First, existing identity and access management (IAM) products don't provide sufficient flexibility for or native integration with cloud platforms to manage access properly. For example, cloud platforms often have more service accounts than individual (or "human") accounts. Some customers even tell us they're working to remove all human accounts from their AWS orgs. These service accounts (which are used by apps and services, not employees) don't show up in Active Directory, they don't have a manager in an org chart, and they ideally don't rely on usernames and passwords for authentication. Dozens of service accounts may be owned by the team developing the app, so it creates the need for understanding access management in a multidimentional way, such as:
- Many-to-one: A number of people share a single account (such as the Root account, or Role access in AWS)
- One-to-Many: An individual is responsible for many service accounts, in addition to any personal accounts the person has on the platform
- Many-to-Many: A team manages a set of service accounts that their app requires
- Person-to-Role: A team member access AWS by assuming a role (that is, a shared account with fixed access controls)

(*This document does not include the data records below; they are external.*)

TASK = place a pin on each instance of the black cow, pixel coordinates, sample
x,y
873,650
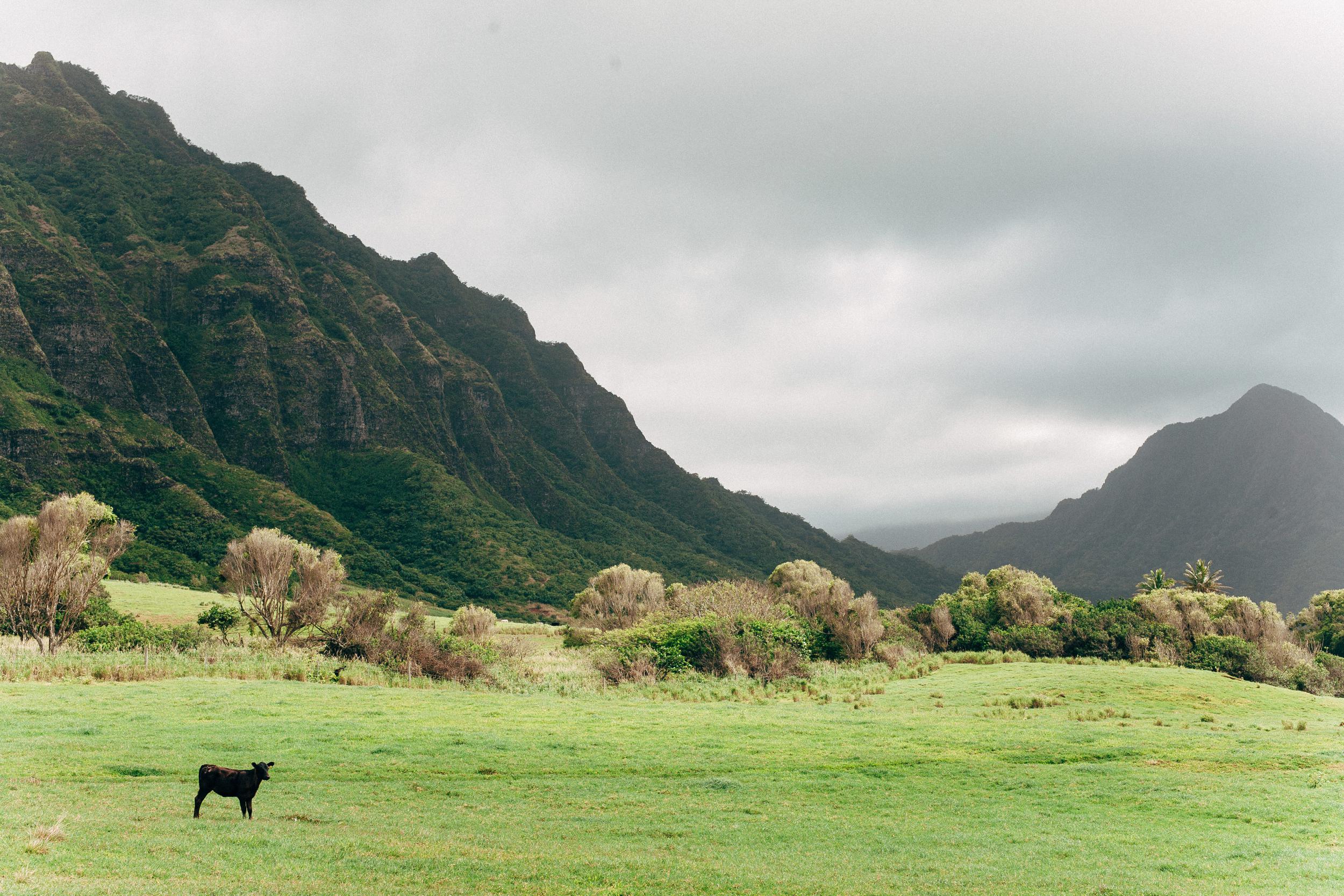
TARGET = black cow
x,y
232,782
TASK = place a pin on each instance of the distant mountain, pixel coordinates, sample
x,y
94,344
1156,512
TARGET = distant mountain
x,y
906,536
192,343
1257,489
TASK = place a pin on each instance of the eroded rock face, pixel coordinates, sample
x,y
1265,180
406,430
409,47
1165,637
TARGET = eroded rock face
x,y
211,346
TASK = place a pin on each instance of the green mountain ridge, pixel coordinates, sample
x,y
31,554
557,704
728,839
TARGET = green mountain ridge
x,y
194,343
1257,489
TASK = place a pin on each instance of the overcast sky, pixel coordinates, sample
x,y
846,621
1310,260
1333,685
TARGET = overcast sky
x,y
875,262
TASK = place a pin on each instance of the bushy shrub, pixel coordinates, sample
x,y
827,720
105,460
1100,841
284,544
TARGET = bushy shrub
x,y
1334,669
843,626
364,629
762,648
361,628
136,636
219,618
101,613
1321,623
1033,640
619,597
1229,653
724,598
474,622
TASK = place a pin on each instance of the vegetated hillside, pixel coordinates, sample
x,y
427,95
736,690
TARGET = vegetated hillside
x,y
1259,489
192,343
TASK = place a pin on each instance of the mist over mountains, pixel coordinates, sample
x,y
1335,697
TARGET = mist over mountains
x,y
1257,489
191,342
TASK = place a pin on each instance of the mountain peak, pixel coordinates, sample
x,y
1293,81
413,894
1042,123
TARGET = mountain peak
x,y
1272,397
1257,489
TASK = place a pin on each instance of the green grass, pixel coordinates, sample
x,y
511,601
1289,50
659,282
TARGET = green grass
x,y
934,785
158,602
175,604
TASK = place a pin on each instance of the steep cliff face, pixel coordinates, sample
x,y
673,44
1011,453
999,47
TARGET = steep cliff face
x,y
1257,489
191,340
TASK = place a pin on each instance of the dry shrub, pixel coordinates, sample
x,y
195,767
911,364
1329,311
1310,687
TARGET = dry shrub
x,y
475,623
1023,598
858,628
640,668
1136,647
44,836
361,626
283,585
894,655
727,598
746,655
819,596
54,563
363,630
1284,655
451,665
811,589
939,632
619,597
514,647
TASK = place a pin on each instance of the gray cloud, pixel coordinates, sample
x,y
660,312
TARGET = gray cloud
x,y
875,262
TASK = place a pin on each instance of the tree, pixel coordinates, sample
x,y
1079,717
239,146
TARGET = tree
x,y
1155,580
219,618
1203,578
52,566
281,583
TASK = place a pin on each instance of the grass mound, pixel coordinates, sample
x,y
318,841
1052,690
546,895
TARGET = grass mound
x,y
976,778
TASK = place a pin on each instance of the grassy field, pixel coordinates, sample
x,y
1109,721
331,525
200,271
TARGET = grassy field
x,y
175,604
934,785
162,604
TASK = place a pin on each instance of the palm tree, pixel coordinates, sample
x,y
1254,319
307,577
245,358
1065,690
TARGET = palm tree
x,y
1203,578
1154,580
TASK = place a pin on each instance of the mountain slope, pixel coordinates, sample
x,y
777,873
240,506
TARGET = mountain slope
x,y
192,342
1259,489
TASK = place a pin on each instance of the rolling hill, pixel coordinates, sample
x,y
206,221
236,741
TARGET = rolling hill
x,y
1257,489
191,342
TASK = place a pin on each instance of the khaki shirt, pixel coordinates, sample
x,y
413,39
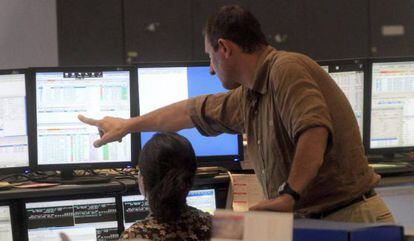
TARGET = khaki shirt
x,y
291,94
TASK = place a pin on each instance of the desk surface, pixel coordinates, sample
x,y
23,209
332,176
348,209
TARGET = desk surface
x,y
102,188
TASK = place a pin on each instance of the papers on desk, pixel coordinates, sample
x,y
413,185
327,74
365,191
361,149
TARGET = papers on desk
x,y
244,192
252,226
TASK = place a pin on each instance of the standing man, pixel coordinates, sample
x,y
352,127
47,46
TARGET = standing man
x,y
303,137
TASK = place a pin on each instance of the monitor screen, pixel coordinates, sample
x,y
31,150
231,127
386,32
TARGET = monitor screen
x,y
5,224
392,105
205,200
349,76
14,151
135,207
81,219
180,83
61,96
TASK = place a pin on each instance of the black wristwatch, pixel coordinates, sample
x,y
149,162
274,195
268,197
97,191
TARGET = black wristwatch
x,y
286,189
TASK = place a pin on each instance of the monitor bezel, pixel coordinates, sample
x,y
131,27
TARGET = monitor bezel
x,y
219,160
22,169
80,166
366,100
382,150
25,227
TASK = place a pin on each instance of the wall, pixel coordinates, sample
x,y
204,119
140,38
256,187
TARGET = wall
x,y
28,33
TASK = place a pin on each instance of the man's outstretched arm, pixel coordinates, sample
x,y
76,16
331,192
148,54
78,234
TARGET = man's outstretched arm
x,y
173,117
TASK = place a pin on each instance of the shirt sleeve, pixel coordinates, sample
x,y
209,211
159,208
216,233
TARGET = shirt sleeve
x,y
218,113
300,101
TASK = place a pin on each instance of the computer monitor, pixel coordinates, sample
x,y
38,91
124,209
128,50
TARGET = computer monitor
x,y
136,208
14,150
92,219
349,75
61,94
391,115
163,84
6,232
204,199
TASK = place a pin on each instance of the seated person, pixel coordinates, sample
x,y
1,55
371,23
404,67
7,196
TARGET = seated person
x,y
167,165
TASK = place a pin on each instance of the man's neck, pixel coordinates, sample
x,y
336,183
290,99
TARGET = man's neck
x,y
248,66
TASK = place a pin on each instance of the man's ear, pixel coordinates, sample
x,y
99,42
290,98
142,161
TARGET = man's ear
x,y
225,47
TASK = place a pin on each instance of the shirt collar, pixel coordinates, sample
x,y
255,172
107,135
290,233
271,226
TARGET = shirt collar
x,y
262,72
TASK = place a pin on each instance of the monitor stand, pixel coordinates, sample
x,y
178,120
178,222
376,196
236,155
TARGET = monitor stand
x,y
67,177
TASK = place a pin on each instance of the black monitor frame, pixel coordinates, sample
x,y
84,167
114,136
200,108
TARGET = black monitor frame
x,y
29,119
66,168
342,64
13,218
389,151
227,161
25,228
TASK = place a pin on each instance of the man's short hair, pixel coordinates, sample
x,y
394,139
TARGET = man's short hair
x,y
236,24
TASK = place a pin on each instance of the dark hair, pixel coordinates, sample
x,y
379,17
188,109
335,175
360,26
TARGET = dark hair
x,y
236,24
168,165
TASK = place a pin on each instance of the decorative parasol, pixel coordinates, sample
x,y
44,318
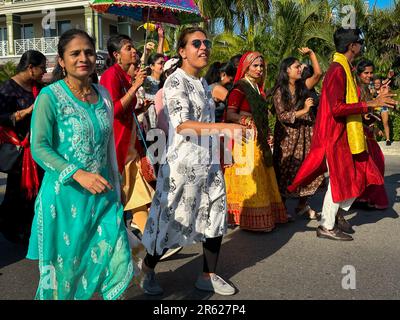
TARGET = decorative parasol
x,y
167,11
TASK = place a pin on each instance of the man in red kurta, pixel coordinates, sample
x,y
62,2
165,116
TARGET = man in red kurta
x,y
349,173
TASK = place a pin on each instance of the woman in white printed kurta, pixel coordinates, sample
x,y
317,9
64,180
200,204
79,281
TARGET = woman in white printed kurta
x,y
189,205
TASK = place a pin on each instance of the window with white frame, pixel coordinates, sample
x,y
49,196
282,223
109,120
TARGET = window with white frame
x,y
61,27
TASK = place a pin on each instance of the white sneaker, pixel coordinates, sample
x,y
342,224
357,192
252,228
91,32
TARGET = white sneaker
x,y
215,284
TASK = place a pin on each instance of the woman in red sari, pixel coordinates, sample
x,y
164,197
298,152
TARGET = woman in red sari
x,y
253,197
137,194
374,196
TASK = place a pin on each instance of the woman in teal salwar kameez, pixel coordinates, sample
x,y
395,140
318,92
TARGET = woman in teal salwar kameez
x,y
78,234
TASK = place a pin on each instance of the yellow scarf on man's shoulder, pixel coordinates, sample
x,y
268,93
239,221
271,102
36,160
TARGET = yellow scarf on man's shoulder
x,y
354,126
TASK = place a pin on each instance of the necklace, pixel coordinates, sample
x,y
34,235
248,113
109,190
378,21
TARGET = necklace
x,y
82,93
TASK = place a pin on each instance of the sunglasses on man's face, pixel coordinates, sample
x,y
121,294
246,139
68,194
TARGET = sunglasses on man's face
x,y
197,43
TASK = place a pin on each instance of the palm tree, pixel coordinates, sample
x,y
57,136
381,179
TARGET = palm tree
x,y
234,13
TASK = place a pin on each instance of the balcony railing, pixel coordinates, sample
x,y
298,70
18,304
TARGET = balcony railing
x,y
44,45
3,48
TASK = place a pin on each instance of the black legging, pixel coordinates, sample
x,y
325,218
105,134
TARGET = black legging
x,y
211,248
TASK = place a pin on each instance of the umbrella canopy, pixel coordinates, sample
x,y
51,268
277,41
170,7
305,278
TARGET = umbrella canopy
x,y
167,11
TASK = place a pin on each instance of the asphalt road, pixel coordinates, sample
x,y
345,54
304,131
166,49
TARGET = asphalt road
x,y
288,263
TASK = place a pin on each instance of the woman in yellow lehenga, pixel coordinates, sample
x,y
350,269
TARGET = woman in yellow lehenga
x,y
254,201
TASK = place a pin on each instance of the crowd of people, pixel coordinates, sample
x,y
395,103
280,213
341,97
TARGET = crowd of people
x,y
87,193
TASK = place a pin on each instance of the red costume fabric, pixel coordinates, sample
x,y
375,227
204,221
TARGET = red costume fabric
x,y
349,174
118,82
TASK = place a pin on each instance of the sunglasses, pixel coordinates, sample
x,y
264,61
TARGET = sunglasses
x,y
197,43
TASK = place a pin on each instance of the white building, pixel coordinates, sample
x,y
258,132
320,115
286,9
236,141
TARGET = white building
x,y
37,25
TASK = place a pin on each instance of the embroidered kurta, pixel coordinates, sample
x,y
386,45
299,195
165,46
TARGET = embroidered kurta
x,y
79,238
349,174
190,201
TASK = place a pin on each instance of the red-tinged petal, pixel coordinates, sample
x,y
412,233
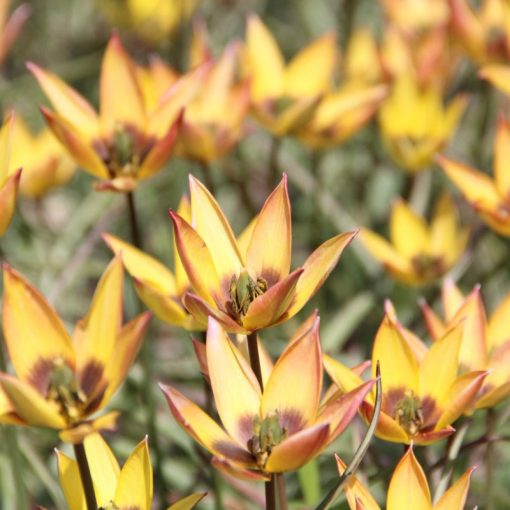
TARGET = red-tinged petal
x,y
161,151
197,260
30,405
294,386
210,223
78,146
298,449
271,307
339,412
35,335
70,105
269,251
408,487
455,497
8,195
234,385
231,469
204,429
460,397
119,104
201,311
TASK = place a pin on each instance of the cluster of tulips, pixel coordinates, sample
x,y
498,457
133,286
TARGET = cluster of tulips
x,y
263,417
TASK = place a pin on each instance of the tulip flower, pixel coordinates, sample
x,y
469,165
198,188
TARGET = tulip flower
x,y
485,344
422,391
271,430
157,287
45,163
284,98
127,141
61,382
418,253
408,489
489,197
246,285
415,124
9,182
129,487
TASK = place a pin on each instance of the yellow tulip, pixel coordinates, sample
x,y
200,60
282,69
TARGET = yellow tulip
x,y
247,285
62,381
277,429
408,489
418,253
114,488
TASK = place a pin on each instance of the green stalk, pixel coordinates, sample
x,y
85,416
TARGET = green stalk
x,y
86,478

Traditional provisioning, IdM, and GRC products aren't suitable for handling these types of access relationships. There are many more such examples. For contrast, here's a comparison of how the design center of traditional access management differs from access management for cloud platforms:
A second problem with splicing together access solutions is that the security profile of the assets in the cloud is extremely high—that is, cloud platforms house the most valuable and risk-sensitive resources in your organization. A single account on a cloud platform can potentially access a broad number of databases, code repositories, and other assets (as was demonstrated in the recent hack on Uber). Even cloud native solutions run into this problem by either treating all cloud-based services with a one-size-fits-all approach or by solving only a portion of the overall access use case. Managing access to cloud platforms such as AWS or Azure requires a much different approach than managing basic onboarding of users to productivity and communications apps such as Slack, Dropbox, Office 365, and GMail. And providing only monitoring, or only visibility, or only workflow management leaves significant integration and maintenance tasks to the customer.
A third problem with stitching together purpose-specific solutions is the need to continuously modernize your security practices, from a known baseline, for each platform. As mentioned above, in the case of AWS, best practices are moving speedily toward a Roles-based approach and removing as many "human users" (as AWS refers to them) from the platform. Such ongoing architectural and procedural changes to cloud platforms are impossible to keep up with when pursuing a custom in-house solution or amalgamating a cadre of cloud components.
It’s time for a clean slate. It’s time to take on the realities of today’s—and ideally anticipate tomorrow’s—delivery modes. It's Trustle's mission to provide solutions to teams that complete the entirety of access management use cases for cloud platforms.